The careful rhythm returns, both men probing without overcommitment until the seconds drain away.

And the bell cuts through the tension.

Ding!

“Well, that was a fascinating first round,” the first commentator begins. “Aramaki didn’t look like his usual pressure-heavy self.”

“And even Miyamoto,” the analyst adds, “was unusually cautious. You can see the respect there. Both men are trying to solve something.”

“Whatever that something is,” the first replies, “it’s setting up a very intriguing fight.”

***

Beyond the ropes, the reaction is less analytical.

In the upper tiers, several spectators shift in their seats, unsure what to make of the careful opening.

A few conversations resume mid-row, voices low but audible over the lull between exchanges. Someone near the aisle yawns without bothering to hide it.

“That’s it? I thought this was supposed to be intense.”

“They’re just staring at each other. Feels like sparring.”

Closer to the red corner, however, Miyamoto’s supporters refuse to let the mood dip. A cluster of them rise again, clapping in unison.

“That’s it, Rikiya!”

“Beautiful timing!”

“Push him next round!”

Their applause carries a sharper rhythm than before, encouraged by the clean counter at the end of the round. They interpret restraint as control, the quiet as dominance waiting to unfold.

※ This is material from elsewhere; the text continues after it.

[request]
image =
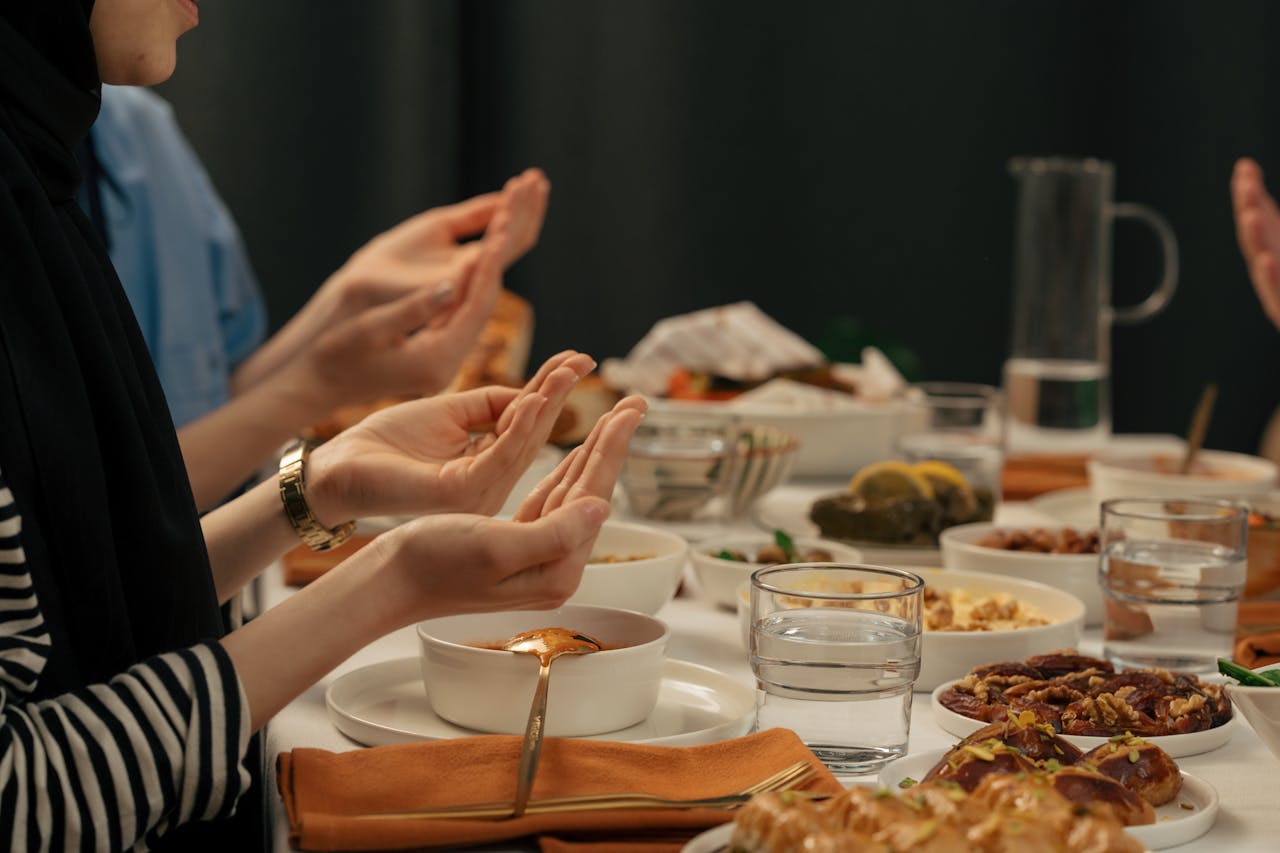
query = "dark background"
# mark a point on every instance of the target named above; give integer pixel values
(841, 164)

On the opposite side of the arena, local fans who have followed Aramaki’s ascent exchange uncertain glances.

“He’s not pressing at all.”

“He always walks people down. Why’s he staying out there?”

“Maybe Miyamoto’s presence is getting to him. Former champion… that kind of experience can freeze you.”

The idea lingers, half-formed and unconvincing, but it offers them something to explain the unfamiliar shape of the round.

In the front row, two seats apart, sit men who watch without the impatience of casual fans.

“What a weird first round,” Elliot mutters. “Too tentative for guys ranked that high.”

His manager, seated beside him, nods. “National eliminator and they’re fencing at range. Feels restrained.”

Elliot tilts his head slightly and glances past the empty seat between them toward Miguel Cabello. “Mate… that former champion, he fights a bit like you.”

“The hell that supposed to mean?” Cabello says, frowning. “Are you mocking me?”

Elliot raises an eyebrow. “I meant the patience. The distance.”

Cabello’s lips curve faintly. “Well, I see the foundation. The balance, the discipline. Someone taught him well.”

He pauses, watching a replay flicker briefly across the overhead screen.

“But there’s no sugar in his boxing.”

“Sugar?”

“Cuban boxing isn’t just about patience,” Cabello continues. “It’s about rhythm that tastes sweet before it turns bitter. You make him miss in a way that embarrasses him. You let him feel safe before you change the tempo.”

He gestures lightly toward the ring. “That man is correct. Efficient. But he’s dry. And Bland”

“Mate… what the hell are you talking about now?” Elliot asks, his face looks ridiculed.

Cabello shrugs, folding his arms. “Just enjoy the fight.”